The Petroleum Products Retail Outlets Owners Association of Nigeria (PETROAN) yesterday called on the federal government to immediately restore the country’s state-owned refineries to full commercial operation, arguing that a competitive refining landscape is critical to ensuring price stability, strengthening energy security and reducing pressure on the naira.

The association also urged the government to guarantee adequate crude oil supply to all domestic refiners, saying Nigeria’s downstream petroleum market should not depend on the fortunes or pricing decisions of a single refinery.

In a statement yesterday, PETROAN President, Dr. Billy Gillis-Harry, said while the association supports the deregulation of the downstream sector and respects the commercial decisions of all licensed refinery operators, including the Dangote Petroleum Refinery, the structure of the market requires urgent attention.

According to him, the recent decision by the Dangote refinery to price petroleum products in United States dollars highlighted the risks associated with having a market dominated by a single supplier.

He argued that marketers earn revenue in naira and would be exposed to exchange rate volatility if forced to source foreign exchange to purchase products, with the attendant impact on pump prices.

Gillis-Harry maintained that although pricing in dollars was a legitimate commercial decision, Nigeria required a diversified supply base to shield consumers and the economy from currency shocks and supply disruptions.

Drawing comparisons with countries such as Mexico and Indonesia, he noted that both nations introduced reforms to reduce dependence on dominant refining entities and encourage competition, adding that the common lesson from global experience is that markets built around a single supplier remain vulnerable to instability.

“The recent move by Dangote Petroleum Refinery to price its products in United States dollars was, on its face, a commercial choice within a company’s rights. But it has done something more consequential than adjusting an invoice. It has exposed, with unusual clarity, what happens when a domestic market’s price mechanism becomes dependent on a single actor’s exchange-rate calculus,” the organisation argued.

Gillis-Harry stressed that refining capacity alone does not guarantee competition, insisting that multiple refiners operating within the same market provide the checks and balances necessary for efficient price discovery and consumer protection.

The PETROAN president therefore called for the temporary resumption of operations at the Port Harcourt, Warri and Kaduna refineries pending the conclusion of discussions on their long-term rehabilitation, describing the move as a practical bridge towards a more competitive refining industry rather than a substitute for broader reforms.

According to him, even partial production from the government-owned refineries would improve supply, moderate pricing behaviour and strengthen Nigeria’s energy security by reducing reliance on a single refining source.

PETROAN listed the benefits of restarting the facilities to include creating a price-check mechanism, promoting genuine competition among refiners, reducing demand for foreign exchange through increased local refining, strengthening national energy security by diversifying supply sources and restoring investor confidence in Nigeria’s downstream petroleum sector.

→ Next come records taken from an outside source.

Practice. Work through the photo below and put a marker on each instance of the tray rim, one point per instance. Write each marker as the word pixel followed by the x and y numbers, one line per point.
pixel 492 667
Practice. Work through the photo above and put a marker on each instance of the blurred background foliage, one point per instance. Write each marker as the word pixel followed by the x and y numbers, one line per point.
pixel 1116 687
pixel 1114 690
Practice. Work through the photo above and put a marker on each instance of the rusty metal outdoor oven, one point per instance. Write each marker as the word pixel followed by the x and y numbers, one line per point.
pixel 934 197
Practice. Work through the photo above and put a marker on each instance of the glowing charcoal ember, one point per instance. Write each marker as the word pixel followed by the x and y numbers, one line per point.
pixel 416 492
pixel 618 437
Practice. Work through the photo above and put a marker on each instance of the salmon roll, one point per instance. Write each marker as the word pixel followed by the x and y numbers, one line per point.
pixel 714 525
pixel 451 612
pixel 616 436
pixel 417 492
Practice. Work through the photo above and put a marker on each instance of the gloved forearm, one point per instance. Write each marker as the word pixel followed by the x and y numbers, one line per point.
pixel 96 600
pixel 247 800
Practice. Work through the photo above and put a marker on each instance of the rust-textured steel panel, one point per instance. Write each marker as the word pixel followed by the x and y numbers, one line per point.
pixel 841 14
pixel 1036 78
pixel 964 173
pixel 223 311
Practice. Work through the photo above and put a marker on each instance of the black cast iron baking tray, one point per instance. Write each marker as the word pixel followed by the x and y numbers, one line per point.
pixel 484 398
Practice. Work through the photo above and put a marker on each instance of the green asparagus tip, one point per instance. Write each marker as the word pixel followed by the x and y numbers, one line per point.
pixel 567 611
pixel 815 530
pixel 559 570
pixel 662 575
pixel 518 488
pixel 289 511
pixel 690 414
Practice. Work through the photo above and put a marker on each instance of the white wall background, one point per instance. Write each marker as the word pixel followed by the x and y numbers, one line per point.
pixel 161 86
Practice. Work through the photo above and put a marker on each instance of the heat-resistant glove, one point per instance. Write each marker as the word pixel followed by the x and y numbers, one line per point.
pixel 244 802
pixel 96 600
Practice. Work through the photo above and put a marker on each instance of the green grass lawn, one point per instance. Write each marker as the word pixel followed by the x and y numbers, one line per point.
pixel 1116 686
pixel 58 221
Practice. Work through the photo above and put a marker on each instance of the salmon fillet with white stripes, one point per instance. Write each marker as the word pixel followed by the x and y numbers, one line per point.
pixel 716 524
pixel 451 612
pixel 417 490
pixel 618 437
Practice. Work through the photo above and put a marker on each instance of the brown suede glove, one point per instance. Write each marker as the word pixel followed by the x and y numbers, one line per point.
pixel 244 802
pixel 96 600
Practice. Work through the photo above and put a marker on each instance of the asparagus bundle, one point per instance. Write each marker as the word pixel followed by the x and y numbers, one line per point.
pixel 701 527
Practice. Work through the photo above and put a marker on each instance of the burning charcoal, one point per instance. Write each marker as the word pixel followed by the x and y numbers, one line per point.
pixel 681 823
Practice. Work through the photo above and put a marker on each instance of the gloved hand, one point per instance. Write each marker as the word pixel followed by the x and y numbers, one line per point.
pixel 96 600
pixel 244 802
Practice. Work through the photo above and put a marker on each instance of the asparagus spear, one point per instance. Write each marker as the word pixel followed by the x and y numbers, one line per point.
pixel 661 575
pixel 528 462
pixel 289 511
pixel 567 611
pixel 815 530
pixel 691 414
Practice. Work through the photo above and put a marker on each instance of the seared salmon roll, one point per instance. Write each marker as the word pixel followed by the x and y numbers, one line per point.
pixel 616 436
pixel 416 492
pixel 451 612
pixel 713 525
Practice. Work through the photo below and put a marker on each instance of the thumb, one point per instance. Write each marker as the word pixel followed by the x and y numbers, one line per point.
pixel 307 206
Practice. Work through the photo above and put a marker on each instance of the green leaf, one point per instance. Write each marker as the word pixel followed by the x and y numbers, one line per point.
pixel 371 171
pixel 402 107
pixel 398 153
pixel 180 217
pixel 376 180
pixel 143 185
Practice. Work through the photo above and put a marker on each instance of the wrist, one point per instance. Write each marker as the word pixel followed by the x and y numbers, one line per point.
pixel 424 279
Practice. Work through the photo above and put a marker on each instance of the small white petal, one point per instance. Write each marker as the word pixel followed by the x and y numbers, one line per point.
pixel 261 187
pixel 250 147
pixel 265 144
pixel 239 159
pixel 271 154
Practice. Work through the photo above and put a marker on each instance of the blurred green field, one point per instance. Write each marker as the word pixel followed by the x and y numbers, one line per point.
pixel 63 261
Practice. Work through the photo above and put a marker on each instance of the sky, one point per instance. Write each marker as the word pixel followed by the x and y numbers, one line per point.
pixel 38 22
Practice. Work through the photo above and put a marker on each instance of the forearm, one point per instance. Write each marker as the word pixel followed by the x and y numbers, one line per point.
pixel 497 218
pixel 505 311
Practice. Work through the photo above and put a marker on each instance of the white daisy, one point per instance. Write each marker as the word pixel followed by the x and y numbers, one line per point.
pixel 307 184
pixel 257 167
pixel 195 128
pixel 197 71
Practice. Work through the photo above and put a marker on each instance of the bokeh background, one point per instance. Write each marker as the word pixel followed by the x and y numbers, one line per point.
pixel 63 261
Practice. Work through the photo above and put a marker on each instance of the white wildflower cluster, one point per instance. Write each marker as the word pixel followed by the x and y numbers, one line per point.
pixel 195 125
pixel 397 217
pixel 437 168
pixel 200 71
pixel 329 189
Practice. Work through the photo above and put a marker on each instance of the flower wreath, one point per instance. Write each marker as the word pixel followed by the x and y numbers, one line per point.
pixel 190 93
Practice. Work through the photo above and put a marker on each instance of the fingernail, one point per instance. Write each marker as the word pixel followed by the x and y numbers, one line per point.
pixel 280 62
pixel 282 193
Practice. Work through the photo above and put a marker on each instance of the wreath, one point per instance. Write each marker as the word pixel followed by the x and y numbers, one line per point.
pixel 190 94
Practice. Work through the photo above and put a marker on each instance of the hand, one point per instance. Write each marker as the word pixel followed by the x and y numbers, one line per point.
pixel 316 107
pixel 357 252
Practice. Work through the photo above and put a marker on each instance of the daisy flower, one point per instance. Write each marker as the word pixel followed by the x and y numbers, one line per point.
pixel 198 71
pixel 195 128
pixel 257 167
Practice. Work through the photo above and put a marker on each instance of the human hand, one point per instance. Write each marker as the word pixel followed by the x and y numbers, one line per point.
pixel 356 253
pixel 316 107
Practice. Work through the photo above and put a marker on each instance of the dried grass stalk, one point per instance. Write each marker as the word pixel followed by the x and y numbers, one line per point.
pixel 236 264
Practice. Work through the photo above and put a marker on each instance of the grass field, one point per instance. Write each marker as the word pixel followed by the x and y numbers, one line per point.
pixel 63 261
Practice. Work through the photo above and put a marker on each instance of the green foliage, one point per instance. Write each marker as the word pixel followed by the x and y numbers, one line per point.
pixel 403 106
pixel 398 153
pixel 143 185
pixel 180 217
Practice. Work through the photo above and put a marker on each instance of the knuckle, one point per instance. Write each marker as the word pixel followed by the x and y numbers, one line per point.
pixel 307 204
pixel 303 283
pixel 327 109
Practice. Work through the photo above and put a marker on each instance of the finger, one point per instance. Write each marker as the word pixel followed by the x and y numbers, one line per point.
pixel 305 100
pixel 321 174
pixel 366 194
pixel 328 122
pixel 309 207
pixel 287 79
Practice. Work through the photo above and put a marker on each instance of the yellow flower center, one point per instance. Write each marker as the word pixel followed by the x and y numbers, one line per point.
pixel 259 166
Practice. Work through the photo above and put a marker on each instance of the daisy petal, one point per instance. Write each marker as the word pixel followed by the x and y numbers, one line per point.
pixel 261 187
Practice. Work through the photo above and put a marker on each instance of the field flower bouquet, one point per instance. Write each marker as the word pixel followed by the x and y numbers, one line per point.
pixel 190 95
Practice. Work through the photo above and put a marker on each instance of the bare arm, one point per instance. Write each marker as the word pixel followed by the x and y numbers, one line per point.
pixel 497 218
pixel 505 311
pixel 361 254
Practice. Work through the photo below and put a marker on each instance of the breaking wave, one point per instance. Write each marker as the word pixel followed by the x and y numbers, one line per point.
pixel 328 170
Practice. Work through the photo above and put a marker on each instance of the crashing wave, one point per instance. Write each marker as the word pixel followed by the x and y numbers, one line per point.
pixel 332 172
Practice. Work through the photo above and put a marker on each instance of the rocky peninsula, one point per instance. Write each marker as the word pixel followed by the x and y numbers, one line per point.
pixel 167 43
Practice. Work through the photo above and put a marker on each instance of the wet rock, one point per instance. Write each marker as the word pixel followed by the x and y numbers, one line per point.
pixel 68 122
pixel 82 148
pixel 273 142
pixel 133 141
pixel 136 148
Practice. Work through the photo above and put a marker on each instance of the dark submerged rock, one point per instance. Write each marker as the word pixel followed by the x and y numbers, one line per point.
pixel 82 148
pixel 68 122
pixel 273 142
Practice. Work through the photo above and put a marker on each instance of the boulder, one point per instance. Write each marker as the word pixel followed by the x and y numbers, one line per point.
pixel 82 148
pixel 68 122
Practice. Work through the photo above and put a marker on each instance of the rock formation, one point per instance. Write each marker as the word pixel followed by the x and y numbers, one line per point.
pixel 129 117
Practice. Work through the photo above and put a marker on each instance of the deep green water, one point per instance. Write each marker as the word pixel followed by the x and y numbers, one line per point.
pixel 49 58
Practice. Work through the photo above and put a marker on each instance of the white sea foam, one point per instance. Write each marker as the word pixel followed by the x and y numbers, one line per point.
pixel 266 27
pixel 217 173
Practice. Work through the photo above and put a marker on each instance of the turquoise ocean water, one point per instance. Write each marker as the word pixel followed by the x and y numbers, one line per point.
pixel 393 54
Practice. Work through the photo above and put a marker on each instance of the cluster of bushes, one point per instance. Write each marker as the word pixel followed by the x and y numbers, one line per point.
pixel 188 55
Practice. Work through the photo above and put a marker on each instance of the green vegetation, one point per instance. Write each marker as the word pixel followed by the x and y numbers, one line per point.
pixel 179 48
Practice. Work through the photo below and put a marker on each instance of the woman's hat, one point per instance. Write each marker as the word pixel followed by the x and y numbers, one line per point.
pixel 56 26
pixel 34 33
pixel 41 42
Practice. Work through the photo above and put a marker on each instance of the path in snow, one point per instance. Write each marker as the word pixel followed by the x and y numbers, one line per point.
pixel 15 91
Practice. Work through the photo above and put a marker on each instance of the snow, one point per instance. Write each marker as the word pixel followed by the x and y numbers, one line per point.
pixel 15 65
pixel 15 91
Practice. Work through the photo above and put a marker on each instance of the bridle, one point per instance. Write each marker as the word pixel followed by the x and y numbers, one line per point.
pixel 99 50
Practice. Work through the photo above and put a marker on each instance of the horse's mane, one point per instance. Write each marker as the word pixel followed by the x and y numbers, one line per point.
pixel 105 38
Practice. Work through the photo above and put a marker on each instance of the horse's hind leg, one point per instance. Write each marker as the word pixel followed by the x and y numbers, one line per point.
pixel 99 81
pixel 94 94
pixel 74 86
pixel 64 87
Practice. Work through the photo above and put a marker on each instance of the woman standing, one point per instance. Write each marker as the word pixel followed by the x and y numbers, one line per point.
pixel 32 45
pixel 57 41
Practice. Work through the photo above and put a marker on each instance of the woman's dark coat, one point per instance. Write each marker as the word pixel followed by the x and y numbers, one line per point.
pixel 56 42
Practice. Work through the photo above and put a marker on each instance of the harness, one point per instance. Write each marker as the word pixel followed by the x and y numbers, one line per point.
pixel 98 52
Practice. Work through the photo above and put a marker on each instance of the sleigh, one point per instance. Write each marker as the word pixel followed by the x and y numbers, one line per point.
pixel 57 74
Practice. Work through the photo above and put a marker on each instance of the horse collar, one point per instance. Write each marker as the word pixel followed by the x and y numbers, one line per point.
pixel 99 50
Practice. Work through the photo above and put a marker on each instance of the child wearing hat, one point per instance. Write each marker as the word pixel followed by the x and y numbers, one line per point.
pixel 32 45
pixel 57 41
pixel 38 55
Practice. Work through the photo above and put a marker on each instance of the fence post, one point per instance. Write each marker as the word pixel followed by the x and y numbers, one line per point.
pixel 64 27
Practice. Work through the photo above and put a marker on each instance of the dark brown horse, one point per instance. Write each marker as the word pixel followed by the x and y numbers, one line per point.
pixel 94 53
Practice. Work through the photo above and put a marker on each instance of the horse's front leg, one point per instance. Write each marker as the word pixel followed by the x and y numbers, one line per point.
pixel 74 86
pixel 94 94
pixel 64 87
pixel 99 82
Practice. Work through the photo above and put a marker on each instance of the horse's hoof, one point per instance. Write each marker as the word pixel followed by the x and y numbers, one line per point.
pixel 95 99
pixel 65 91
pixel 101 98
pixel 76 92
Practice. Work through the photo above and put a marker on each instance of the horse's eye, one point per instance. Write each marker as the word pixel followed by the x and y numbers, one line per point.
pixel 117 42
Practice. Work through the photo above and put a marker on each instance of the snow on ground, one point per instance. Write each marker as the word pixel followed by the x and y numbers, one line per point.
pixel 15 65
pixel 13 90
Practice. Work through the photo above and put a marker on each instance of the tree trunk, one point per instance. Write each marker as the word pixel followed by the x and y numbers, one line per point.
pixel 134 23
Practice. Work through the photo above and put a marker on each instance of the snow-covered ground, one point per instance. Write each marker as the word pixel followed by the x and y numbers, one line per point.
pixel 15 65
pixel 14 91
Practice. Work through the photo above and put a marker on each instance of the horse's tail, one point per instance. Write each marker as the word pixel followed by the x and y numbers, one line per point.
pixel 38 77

“PETROAN’s position rests on a principle familiar to anyone who has studied market concentration in essential goods: capacity is not the same as competition. Saudi Arabia’s Aramco is, by any measure, one of the most efficient refining operations in the world, and yet the Kingdom has continued investing in diversified downstream capacity domestically and through joint ventures abroad, precisely because efficiency at scale does not substitute for the disciplining effect of multiple suppliers competing for the same customer. Scale solves for cost. It does not solve for the leverage a single supplier holds over price.

“This is the case PETROAN is making for the Port Harcourt, Warri, and Kaduna Refineries. These facilities were operational before their shutdown in May 2025, and PETROAN’s request is comparatively modest, not full rehabilitation overnight, but a temporary resumption of production while discussions with prospective Chinese technical partners proceed. It is a bridge, not a substitute for reform,” the group maintained.

The association further urged the federal government to sustain policies that encourage investment across the refining value chain, including modular refineries, while ensuring that all domestic refiners have equitable access to crude oil feedstock.

It argued that Nigeria’s long-term energy security would depend on building a resilient refining industry driven by multiple public and private operators rather than concentrating supply in one facility.

PETROAN reaffirmed its support for ongoing downstream reforms but maintained that restoring the country’s existing refineries to operation remains the quickest and most practical step towards achieving a competitive, resilient and affordable petroleum products market.